Menjelang final Piala Dunia 2026, pemain Aston Villa itu mendadak membuat pengumuman mengejutkan. Tentu saja para pendukung Argentina cemas mendengarnya.
Pria 33 tahun ini ternyata tidak dalam kondisi 100 persen fit sejak anak asuh Lionel Scaloni mengarungi babak 16 besar Piala Dunia 2026.
"Sekarang saya tidak memikirkannya lagi. Mulai dari babak 16 besar, perempat final, dan seterusnya saya berlatih seperti biasa dan saya merasa jauh lebih baik," kata Martinez, dikutip _Sripoku.com_ dari _afa.org.ar_, Minggu (19/7/2026).
Pria bertinggi badan 195 cm ini bahkan sudah memprediksi tangannya akan sangat sakit saat bertanding melawan Spanyol nanti.
"Saya tahu tangan saya akan sangat sakit. Mereka memberi tahu saya bahwa saya perlu dioperasi," katanya.
Tentu Argentina berharap agar kiper utama mereka ini bisa fit dan cederanya di bagian tangan tidak kambuh.
Sebab, sejak Piala Dunia 2026, Scaloni tidak pernah memainkan kiper lain, meski masih ada nama Geronimo Rulli dan Juan Musso.
Wakil Ketua DPRD Penukal Abab Lematang Ilir (PALI), Firdaus Hasbullah, memprediksi Argentina akan mengalahkan Spanyol.
Menurut Firdaus, ada tujuh alasan yang membuat Messi dkk. lebih diunggulkan dibanding Lamine Yamal dkk, yakni:
Pertama, faktor mental juara dan pengalaman di final.
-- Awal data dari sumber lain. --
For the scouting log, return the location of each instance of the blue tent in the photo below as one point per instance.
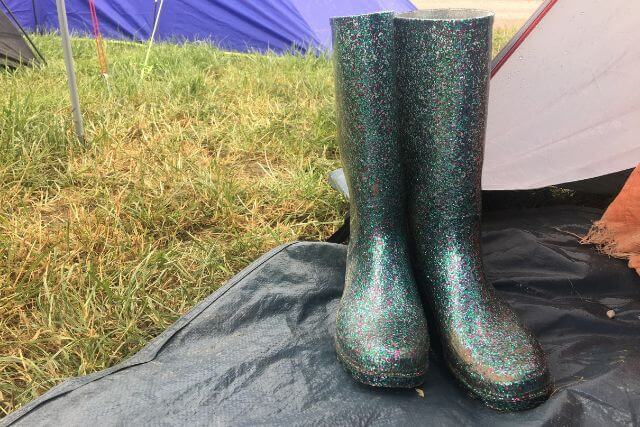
(240, 25)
Argentina sudah enam kali tampil di final Piala Dunia dan tiga kali juara pada 1978, 1986, dan 2022.
"Sementara Spanyol baru sekali juara pada 2010," kata Firdaus kepada _Sripoku.com_, Sabtu (18/7/2026).
Kedua, keberadaan pemain penentu di laga besar.
Ia menilai Argentina memiliki tradisi “clutch player” seperti Maradona, Messi, hingga Emiliano Martinez.
"Sementara Spanyol dinilai lebih mengandalkan penguasaan bola tiki-taka dan kerap kesulitan saat menghadapi pertahanan rapat," jelasnya.
Ketiga, fleksibilitas taktik. Scaloni disebut mampu mengubah skema dari 4-4-2 hingga lima bek sesuai lawan.
"Sebaliknya, Spanyol dinilai masih bertumpu pada satu pola permainan," tuturnya.
Keempat, duel fisik. Firdaus menilai pemain Argentina yang berkarier di Liga Inggris dan Italia memiliki keunggulan dalam duel dan daya juang.
Kelima, faktor kiper dan adu penalti. Ia menyoroti Emiliano Martinez yang dianggap spesialis adu penalti.
Sementara Spanyol tercatat dua kali tersingkir lewat adu penalti di Piala Dunia 2018 dan 2022.
Keenam, catatan sejarah pertemuan Eropa versus Amerika Latin di final.
Berdasarkan data yang disampaikannya, dari 11 final antara tim Eropa dan Amerika Latin, tim Amerika Latin menang delapan kali.
Ketujuh, warisan efek Messi.
"Meski Messi kemungkinan akan pensiun setelah final ini, para pemain muda Argentina seperti Julian Alvarez, Enzo Fernandez, dan Alexis Mac Allister sudah merasakan gelar juara dan memiliki standar mental yang sama," tandasnya.
Terkait skenario pertandingan, Firdaus memprediksi laga akan berakhir 2-1 untuk kemenangan Argentina.
Dalam prediksinya, Spanyol akan mendominasi penguasaan bola di babak pertama.
Argentina mencetak gol lebih dulu melalui serangan balik, Spanyol menyamakan kedudukan.
Dan gol penentu Argentina lahir di menit akhir melalui skema bola mati.
"Kita prediksi Argentina menang 2-1 melawan Spanyol," pungkasnya.